Um regime hipoteticamente comunista, em que a igualdade entre todos os cidadãos seja intencionada, permanece necessitando determinar seu modo, ou princípio de regência, não importa se aristocrático, republicano, ou principado.
Na maioria das vezes os regimes socialistas se pretendem como Repúblicas.
Francia 714
3. Termos Críticos e Teóricos:
3.1. Um Princípio de Regência pode ser reconhecido, não importa se como resultado de uma guerra-civil entre as classes, ou se como resultado de um acordo-de-classes.
3.2. No Marxismo o termo “luta-de-classes” se tornou hiperbólico. A princípio teríamos um “conflito de interesses entre as classes”.
3.3. Seja como república ou principado, um regime do tipo soviético deve ter sua emergência planejando a produção, e fazendo o acordo entre as classes.

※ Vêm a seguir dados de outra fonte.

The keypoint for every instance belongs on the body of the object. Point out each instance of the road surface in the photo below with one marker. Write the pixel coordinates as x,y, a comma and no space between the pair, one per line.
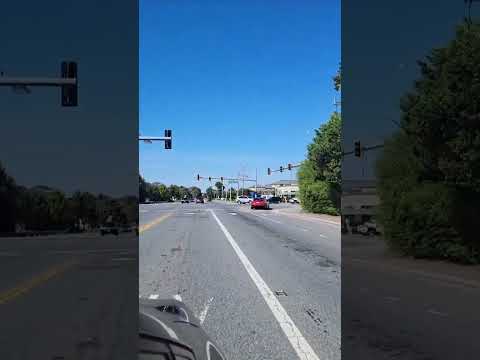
227,263
405,309
68,297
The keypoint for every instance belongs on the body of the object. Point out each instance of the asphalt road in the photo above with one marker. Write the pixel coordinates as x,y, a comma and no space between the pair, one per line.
398,308
68,297
226,262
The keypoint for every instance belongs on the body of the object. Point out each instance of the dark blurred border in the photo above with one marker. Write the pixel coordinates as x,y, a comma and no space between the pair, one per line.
69,180
410,249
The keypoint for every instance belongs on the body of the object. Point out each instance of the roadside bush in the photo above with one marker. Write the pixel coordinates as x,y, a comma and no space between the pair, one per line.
317,197
428,175
420,224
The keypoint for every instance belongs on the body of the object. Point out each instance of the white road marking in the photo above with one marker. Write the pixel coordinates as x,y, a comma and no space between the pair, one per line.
170,332
267,218
203,314
293,334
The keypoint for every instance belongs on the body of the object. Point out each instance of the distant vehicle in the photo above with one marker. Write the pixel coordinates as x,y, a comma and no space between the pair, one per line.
368,228
259,203
274,200
243,199
109,229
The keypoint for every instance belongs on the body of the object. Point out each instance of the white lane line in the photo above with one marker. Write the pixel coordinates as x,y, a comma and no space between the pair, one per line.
293,334
267,218
170,332
203,314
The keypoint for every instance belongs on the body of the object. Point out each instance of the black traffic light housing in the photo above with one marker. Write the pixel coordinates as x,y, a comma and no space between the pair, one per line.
69,92
358,149
168,142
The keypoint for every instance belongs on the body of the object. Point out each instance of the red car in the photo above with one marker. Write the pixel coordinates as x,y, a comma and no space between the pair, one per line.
259,203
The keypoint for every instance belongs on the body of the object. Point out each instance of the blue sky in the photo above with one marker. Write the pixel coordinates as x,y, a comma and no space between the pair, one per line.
242,84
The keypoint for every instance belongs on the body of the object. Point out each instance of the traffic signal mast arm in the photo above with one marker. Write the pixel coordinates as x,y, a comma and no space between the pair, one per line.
288,167
67,82
167,138
358,150
222,178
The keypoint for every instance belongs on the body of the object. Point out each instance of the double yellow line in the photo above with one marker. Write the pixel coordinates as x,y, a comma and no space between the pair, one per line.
21,289
153,223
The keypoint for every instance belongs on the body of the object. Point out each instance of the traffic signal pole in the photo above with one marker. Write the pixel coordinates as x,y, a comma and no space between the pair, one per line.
167,139
67,83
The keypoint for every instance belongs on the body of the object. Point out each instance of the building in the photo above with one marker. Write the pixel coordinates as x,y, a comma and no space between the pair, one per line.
285,188
263,190
359,201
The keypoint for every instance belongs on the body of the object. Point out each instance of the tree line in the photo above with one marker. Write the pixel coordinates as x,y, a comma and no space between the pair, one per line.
160,192
429,173
44,208
319,175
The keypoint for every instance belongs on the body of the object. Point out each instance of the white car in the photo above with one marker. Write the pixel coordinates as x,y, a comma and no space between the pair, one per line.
243,199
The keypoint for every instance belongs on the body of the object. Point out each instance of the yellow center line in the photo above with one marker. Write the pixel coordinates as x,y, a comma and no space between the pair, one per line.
153,223
42,278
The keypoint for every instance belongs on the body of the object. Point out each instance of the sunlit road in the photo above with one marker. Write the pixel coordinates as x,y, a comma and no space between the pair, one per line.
227,263
68,297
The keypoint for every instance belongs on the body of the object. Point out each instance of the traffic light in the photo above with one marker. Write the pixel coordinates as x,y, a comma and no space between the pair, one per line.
168,142
69,92
358,149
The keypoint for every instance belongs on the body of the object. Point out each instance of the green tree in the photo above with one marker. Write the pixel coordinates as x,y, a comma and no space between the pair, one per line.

Ou, da mesma forma, um regime que fosse resultado de um tipo pacífico, cristão e utópico de “democracia”. Este regime teria que definir sua regência: não apenas no modo de governo, mas na forma do Estado, seus rituais, as lideranças, e sobre quais seriam as instruções cívicas do povo, das classes médias, etc.
O acordo entre as classes não seria de fato o “igualitarismo” social, sendo muito mais um acerto de compensações para as “diferenças sociais”. Ou seja, as diferenças como afirmações de especialidades e qualidades – não como “diferenças opressivas”, etc.
3.4. Todas as formas de repúblicas falharam nos séculos XIX e XX: as de base política liberal-burguesa, e burguesa-capitalista; de base popular-democrática, ou social-democrática; ou a república soviética.
3.4.1. A definição de Liberalismo se perdeu no século XX: Os autores Liberais do séc. XVIII desejavam justamente uma República que concedesse a seus Concidadãos todos seus direitos. Isso significava proteger os cidadãos dos abusos de autoridade monárquica/aristocrática. Da mesma forma de abusos econômicos: proteger os pobres contra os ricos.
O sentido de Liberal, assim, não apenas não é o atual “neo-liberal”, como na verdade é antagônico a este sentido de “capitalismo generalizado”. Tradições “de Esquerda” apressadamente atribuem aos Liberais epítetos de “Direita”.
3.4.2. Como “Direita”, podemos ter a “Direita Moderada” ou Conservadora, que quer retardar as reformas sociais, porque afirma “o povo não está preparado”... Porém se utiliza de esquemas fisiológicos, e não da violência verbal. Já a “Direita Reacionária” é diferente: apelo verbal à violência e aos militares, à ação política, intensificando o conflito de classes. Já a “Direita Fascista”, são reacionários que decidiram pegar em armas, eles mesmos, para instaurar sua ditadura anti-popular.
3.4.3. Como “Esquerda” nós temos os Utópicos do séc. XIX, que acreditavam nas reformas benevolentes. A Esquerda Reformista, ou Social-Democrata, está mais preocupada com a organização e educação das massas, com mais ou menos conflitos no âmbito republicano. Porém, o que realmente importa é o estabelecimento de uma República que Planeja a Produção, que detém ou controla as indústrias, e que controla a emissão da moeda, e impede o parasitismo financeiro.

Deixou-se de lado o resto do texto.